I often use a search engine to explore and review my clients’ websites and check if anything is untoward. The other week
I came across a report on one client’s site that was obviously intended
for internal consumption only. I immediately rang my client to warn
them. They explained that the report had been posted to the public
website instead of the internal intranet by mistake and they’d removed
it as soon as the error was discovered. Obviously they were quite
alarmed that I could still access it more than a week later.

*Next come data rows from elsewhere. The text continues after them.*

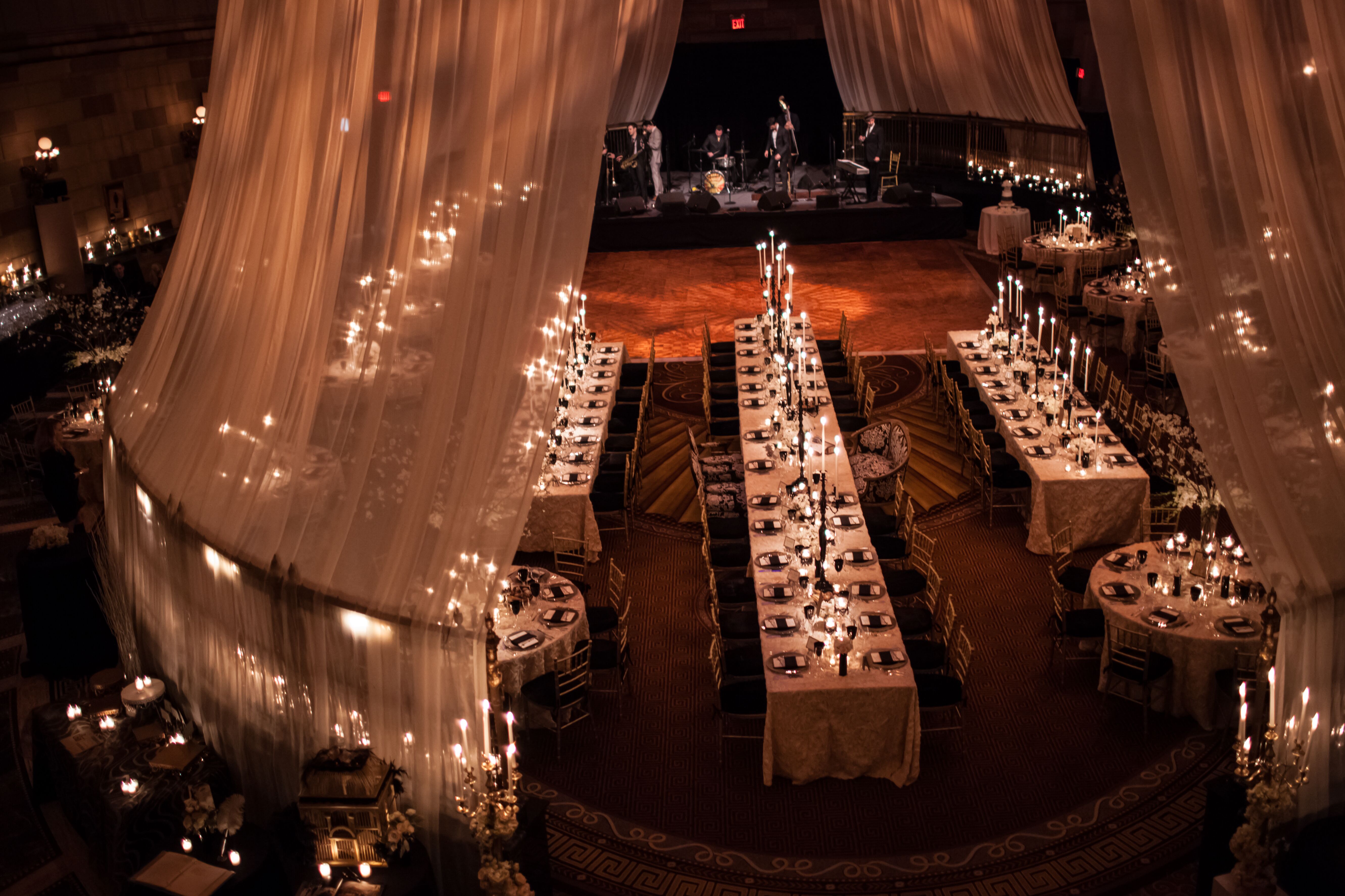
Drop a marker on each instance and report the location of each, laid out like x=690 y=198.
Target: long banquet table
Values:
x=820 y=724
x=1105 y=506
x=563 y=509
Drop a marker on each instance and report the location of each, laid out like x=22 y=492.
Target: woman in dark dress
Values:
x=60 y=476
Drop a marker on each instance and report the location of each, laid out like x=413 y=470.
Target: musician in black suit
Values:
x=873 y=150
x=779 y=151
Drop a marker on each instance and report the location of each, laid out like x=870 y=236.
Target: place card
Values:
x=560 y=617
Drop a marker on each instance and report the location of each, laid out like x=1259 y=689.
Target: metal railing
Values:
x=973 y=144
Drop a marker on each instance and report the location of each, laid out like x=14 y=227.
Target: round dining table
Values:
x=1118 y=299
x=520 y=660
x=1200 y=636
x=1003 y=227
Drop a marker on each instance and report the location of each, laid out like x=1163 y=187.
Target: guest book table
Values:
x=1200 y=642
x=85 y=767
x=563 y=502
x=818 y=723
x=1103 y=505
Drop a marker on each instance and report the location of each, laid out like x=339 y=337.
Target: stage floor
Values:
x=892 y=292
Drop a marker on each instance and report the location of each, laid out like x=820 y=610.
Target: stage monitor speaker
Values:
x=899 y=196
x=703 y=204
x=672 y=205
x=774 y=201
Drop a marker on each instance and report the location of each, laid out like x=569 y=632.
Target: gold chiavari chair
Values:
x=1136 y=664
x=563 y=693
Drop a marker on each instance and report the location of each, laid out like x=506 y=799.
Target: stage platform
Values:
x=742 y=224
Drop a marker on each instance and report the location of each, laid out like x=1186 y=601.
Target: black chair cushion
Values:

This is a great example of the all-consuming nature of Web searches, Google searches in particular. Google takes a snapshot of each page its
search crawlers examine and caches it as a backup. It’s also the
version used to judge if a page is a good match for a query. My
client’s report was only on the Web for about three hours and yet a
copy of it ended up stored in Google’s cache and was still available
for anyone to read. The fact that sensitive information that gets
crawled can remain in the public domain means data classification and
content change processes are vital to prevent this type of data leakage
from occurring.
Unfortunately, private or sensitive business information makes its way onto the public Internet all too often. In this tip, we’ll discuss
reasons why this happens, and some strategies to help enterprises keep
private or sensitive data off the Web.
Problems that can cause website information leaks
The incident noted above gave me the opportunity to address with my client some specific information security problems that led to the
report being posted on its website. The first problem was that the
organization didn’t properly classify its data and documents.
Implementing a system of data classification and clearly labelling
documents with that classification would make such an incident far less
likely.